ELLEN B. BURNS, Senior District Judge.

INTRODUCTION

Susan Nucifora (“Nucifora” or “Plaintiff’) brought an original lawsuit against the present Defendant (the “Board” or “Defendant”), alleging violations of the Americans with Disabilities Act (“ADA”), Titles I and II, the Civil Rights Acts of 1964 and 1991 and Title VII thereof, and the negligent and intentional infliction of emotional distress. The Complaint was also brought against the Superintendent of Schools and three members of the Alternative Evaluation Program (“AEP”), in which Plaintiff had been placed for several years prior to her termination. Following a Ruling on Defendants’ Motion to Dismiss, the only remaining claims are those brought under Title II of ADA, and the negligent and/or intentional infliction of emotional distress. The only Defendant remaining is the Board, which now moves for summary judgment on the claims of the Amended Complaint.

*200 STATEMENT OF FACTS

The Court sets forth only those facts deemed necessary to an understanding of the issues raised in, and decision rendered on, this Motion. The Court assumes familiarity with its Ruling on Motion to Dismiss and incorporates those facts by reference herein. The following facts are taken from the Amended Complaint, the memoranda of law and exhibits thereto, and Defendant’s Local Rule 9(c) Statement.

Local Rule 9(c)(1) imposes on the moving party the requirement of annexing to the motion for summary judgment a “separate, short and concise statement of material facts which are not in dispute.” Local Rule 9(c)(2) places a parallel burden upon the resisting party to include a “separate, short and concise statement of material facts as to which it is contended that there exists a genuine issue to be tried.” Local Rule 9(c)(1) provides that the facts set forth by the moving party in accordance with that Rule shall be deemed admitted unless controverted by the opposing party in accordance with Rule 9(c)(2). Local Rule 9(c)(3) makes clear that these requirements are in addition to those of Fed.R.Civ.P. 56.

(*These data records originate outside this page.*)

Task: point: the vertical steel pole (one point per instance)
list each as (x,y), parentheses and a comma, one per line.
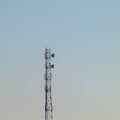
(48,78)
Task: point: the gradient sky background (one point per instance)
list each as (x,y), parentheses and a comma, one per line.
(85,36)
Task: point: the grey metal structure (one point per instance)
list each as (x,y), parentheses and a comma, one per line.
(48,78)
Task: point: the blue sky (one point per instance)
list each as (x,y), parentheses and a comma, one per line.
(85,38)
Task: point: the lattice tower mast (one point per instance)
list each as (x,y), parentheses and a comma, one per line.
(48,78)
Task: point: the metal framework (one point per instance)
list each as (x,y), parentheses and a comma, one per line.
(48,78)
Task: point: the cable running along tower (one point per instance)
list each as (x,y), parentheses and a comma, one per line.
(48,78)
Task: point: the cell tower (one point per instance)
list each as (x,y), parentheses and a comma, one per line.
(48,78)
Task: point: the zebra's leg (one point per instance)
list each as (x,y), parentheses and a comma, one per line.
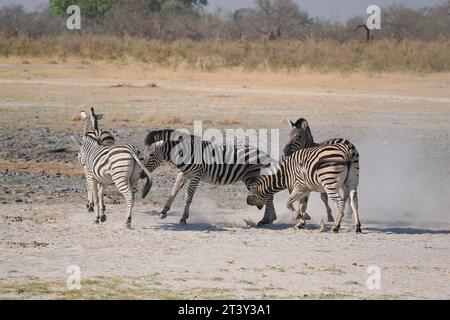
(269,213)
(126,189)
(94,193)
(324,198)
(294,196)
(354,205)
(193,184)
(179,182)
(101,197)
(303,204)
(90,204)
(339,203)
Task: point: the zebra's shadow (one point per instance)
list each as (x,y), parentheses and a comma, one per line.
(197,227)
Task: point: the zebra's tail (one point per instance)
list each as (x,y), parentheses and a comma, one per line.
(148,184)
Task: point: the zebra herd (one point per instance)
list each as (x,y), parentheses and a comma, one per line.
(306,167)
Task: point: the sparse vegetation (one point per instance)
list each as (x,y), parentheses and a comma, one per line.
(274,35)
(383,55)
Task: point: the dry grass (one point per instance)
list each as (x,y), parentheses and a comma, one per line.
(381,55)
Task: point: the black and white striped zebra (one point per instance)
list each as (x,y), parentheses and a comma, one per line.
(119,164)
(323,169)
(301,137)
(104,138)
(230,165)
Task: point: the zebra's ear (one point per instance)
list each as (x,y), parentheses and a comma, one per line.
(304,124)
(291,124)
(76,140)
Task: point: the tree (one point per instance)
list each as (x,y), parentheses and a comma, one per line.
(89,8)
(280,19)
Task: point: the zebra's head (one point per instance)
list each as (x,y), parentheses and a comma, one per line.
(300,137)
(91,120)
(154,155)
(254,197)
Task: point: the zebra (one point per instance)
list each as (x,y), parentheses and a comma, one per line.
(111,165)
(245,165)
(322,169)
(105,138)
(301,137)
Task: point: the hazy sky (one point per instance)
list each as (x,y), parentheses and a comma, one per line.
(339,9)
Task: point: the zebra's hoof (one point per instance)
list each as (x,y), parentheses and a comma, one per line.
(263,223)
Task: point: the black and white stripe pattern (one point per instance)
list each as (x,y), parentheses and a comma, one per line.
(238,164)
(104,138)
(106,165)
(323,169)
(301,137)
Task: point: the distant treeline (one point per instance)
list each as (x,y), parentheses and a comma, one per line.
(172,20)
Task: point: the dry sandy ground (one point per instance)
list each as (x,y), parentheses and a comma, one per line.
(400,123)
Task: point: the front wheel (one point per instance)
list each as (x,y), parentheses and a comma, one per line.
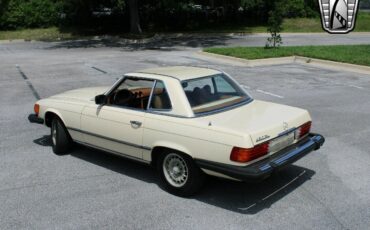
(61,141)
(179,174)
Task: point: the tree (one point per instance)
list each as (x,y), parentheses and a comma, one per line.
(274,26)
(134,16)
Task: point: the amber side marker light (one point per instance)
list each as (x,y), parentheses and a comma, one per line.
(36,108)
(304,129)
(243,155)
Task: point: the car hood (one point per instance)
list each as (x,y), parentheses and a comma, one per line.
(260,120)
(83,94)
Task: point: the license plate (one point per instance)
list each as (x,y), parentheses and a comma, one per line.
(281,142)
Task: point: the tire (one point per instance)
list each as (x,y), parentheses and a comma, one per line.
(60,138)
(179,174)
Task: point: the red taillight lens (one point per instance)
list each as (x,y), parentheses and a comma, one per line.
(243,155)
(304,129)
(36,108)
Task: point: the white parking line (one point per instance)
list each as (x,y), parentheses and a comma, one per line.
(355,86)
(268,93)
(245,86)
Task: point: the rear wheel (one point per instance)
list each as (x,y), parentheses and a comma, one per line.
(61,141)
(179,174)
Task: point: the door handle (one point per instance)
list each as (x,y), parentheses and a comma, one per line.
(135,124)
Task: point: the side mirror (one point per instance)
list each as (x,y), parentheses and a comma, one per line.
(101,99)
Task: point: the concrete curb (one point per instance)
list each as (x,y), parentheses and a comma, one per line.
(288,60)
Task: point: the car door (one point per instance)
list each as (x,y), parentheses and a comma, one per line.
(116,126)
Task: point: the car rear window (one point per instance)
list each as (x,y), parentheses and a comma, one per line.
(212,93)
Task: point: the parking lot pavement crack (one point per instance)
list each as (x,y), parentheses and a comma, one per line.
(54,182)
(28,82)
(317,200)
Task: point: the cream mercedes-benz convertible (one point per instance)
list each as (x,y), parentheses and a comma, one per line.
(185,121)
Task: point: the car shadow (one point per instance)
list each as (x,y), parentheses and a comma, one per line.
(241,197)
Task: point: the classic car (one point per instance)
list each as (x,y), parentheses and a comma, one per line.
(185,121)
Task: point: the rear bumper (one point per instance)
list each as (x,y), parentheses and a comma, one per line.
(33,118)
(264,168)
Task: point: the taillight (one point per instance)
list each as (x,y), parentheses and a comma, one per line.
(303,129)
(243,155)
(36,108)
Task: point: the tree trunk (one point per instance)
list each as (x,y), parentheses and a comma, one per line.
(134,16)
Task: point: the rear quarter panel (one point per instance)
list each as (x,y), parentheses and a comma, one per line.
(68,111)
(195,138)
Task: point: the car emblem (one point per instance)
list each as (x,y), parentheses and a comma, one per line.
(285,126)
(264,137)
(338,16)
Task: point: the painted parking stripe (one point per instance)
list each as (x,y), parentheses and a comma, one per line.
(100,70)
(268,93)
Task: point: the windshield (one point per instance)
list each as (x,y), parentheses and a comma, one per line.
(214,92)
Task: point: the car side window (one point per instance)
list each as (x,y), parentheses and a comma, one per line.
(132,93)
(160,98)
(223,86)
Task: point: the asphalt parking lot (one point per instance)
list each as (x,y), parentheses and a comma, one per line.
(328,189)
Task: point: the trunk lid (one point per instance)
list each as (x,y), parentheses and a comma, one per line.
(83,94)
(261,120)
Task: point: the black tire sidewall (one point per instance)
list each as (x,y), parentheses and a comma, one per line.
(194,181)
(62,138)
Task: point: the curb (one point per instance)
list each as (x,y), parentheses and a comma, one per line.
(289,60)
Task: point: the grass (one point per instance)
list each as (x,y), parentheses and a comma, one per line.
(354,54)
(292,25)
(43,34)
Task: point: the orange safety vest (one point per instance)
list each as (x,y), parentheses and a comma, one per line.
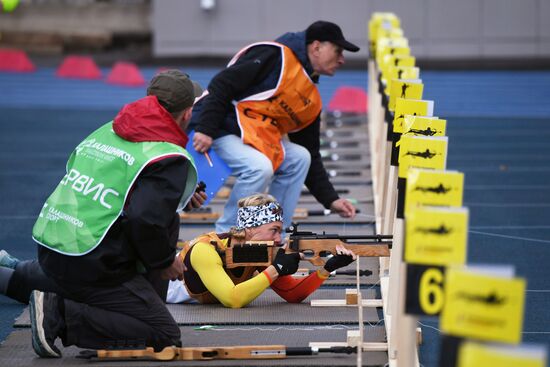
(295,103)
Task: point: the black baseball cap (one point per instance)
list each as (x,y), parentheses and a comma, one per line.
(174,90)
(326,31)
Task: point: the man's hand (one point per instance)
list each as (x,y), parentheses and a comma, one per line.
(342,258)
(201,142)
(286,264)
(196,201)
(174,271)
(343,207)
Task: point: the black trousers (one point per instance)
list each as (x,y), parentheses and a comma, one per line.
(127,315)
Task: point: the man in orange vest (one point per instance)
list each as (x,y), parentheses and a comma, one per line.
(261,116)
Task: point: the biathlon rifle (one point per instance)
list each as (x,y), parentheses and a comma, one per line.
(316,245)
(209,353)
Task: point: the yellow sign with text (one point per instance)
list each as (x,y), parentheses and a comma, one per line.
(436,236)
(482,306)
(414,107)
(433,187)
(471,354)
(422,152)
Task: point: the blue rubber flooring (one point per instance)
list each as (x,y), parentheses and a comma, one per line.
(498,128)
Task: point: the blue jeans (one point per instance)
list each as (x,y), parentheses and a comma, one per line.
(254,174)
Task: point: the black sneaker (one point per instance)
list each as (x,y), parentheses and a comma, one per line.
(45,321)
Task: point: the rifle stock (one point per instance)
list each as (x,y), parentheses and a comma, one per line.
(313,244)
(209,353)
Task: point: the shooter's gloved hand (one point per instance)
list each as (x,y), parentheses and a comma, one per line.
(286,264)
(342,258)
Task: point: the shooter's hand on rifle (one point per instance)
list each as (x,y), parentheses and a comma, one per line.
(342,258)
(286,264)
(343,207)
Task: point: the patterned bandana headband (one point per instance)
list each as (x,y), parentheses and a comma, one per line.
(254,216)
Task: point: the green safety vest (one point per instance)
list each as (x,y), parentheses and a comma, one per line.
(91,195)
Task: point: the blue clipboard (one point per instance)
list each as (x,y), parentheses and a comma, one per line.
(214,177)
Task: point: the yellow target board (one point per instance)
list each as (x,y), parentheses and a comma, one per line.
(406,89)
(482,306)
(404,107)
(471,354)
(424,126)
(422,152)
(433,187)
(436,236)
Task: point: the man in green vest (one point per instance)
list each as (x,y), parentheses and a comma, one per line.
(109,229)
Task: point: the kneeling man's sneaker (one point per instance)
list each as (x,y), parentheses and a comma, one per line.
(7,260)
(45,321)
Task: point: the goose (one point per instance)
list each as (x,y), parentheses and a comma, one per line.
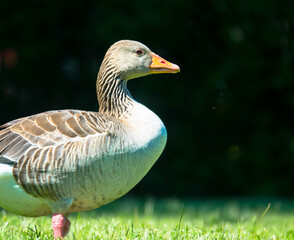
(65,161)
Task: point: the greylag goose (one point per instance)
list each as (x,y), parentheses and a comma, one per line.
(65,161)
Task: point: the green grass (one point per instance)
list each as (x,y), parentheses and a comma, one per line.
(166,219)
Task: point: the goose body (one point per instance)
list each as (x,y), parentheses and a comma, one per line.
(65,161)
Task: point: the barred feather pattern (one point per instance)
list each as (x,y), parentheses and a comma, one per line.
(46,149)
(113,96)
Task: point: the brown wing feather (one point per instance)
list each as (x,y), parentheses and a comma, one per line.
(37,145)
(48,129)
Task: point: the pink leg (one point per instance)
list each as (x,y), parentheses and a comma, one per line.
(60,225)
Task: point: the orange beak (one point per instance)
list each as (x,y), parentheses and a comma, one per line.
(159,65)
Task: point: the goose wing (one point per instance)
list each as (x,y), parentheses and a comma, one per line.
(37,146)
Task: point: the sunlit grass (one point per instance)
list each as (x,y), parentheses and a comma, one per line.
(166,219)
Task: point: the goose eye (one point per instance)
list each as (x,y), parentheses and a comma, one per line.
(139,52)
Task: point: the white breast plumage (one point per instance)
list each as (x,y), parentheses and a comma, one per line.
(69,160)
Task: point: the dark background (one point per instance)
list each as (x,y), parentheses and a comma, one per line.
(229,113)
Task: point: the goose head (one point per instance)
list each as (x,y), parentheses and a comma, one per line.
(132,59)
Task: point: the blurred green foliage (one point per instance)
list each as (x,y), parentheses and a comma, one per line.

The purpose of a Rule 9(c)(2) Statement is to make affirmative statements which will aid and inform the Court. Quite naturally, the complete failure to comply with the requirements of such a rule would be grounds for summary judgment in and of itself. See Dusanenko v. Maloney, 726 F.2d 82, 84 (2d Cir.1984)(no filing in compliance with local rule; grant of summary judgment); Wyler v. United States, 725 F.2d 156, 158 (2d Cir.1983)(affirming grant of summary judgment); N.S. v. Stratford Bd. Of Educ., 97 F.Supp.2d 224 (D.Conn.2000) (granting summary judgment); Booze v. Shawmut Bank, Connecticut, 62 F.Supp.2d 593 (D.Conn.1999)(granting summary judgment); Trzaskos v. St. Jacques, 39 F.Supp.2d 177 (D.Conn.1999)(granting summary judgment); Kusnitz v. Yale University School of Medicine, 3:96-CV-02434 (EBB) (D.Conn. July 16, 1998)(granting summary judgment); Corn v. Protective Life Ins. Co., 1998 WL 51783 (D.Conn. Feb. 4, 1998)(granting summary judgment); Peterson v. Saraceni, 1997 WL 409527 (D.Conn. July 16, 1997)(granting summary judgment); Scianna v. McGuire, et al., 1996 WL 684400 (D.Conn. March 21, 1996)(granting summary judgment); Burrell v. Lucas, 1992 WL 336763 (D.Conn. Oct. 14, 1992)(summary judgment granted) Soto v. Meachum, 1991 WL 218481 (D.Conn. August 28, 1991) (granting summary judgment). Plaintiff has completely failed to comply with this Rule, in that no Rule 9(c)(2) Statement in compliance with this Rule was filed by her. Initially, she disputes facts, such as “6. Plaintiffs abuse of alcohol began in or around the Fall of 1994”; “7. During the Fall of 1994, Plaintiff began drinking on a daily basis.” What there is no dispute about is that Plaintiff testified to same over and over again in her deposition. The same is true as to her alleged dispute of her teaching evaluations in 1993-1995. Her, and other, testimony, both oral and documentary evidence, clearly demonstrate that to dispute these facts borders on the frivolous. As to the disputed “facts” she sets before the Court, they consist of four questions which are legal questions for this Court to answer. However, in the interests of judicial fairness, the Court will briefly consider the issues in this case and decide the case on the merits. However, all facts set forth in Defendant’s complying Rule 9(c)(1) Statements will be deemed admitted by Plaintiff for purposes of the decision on this Motion.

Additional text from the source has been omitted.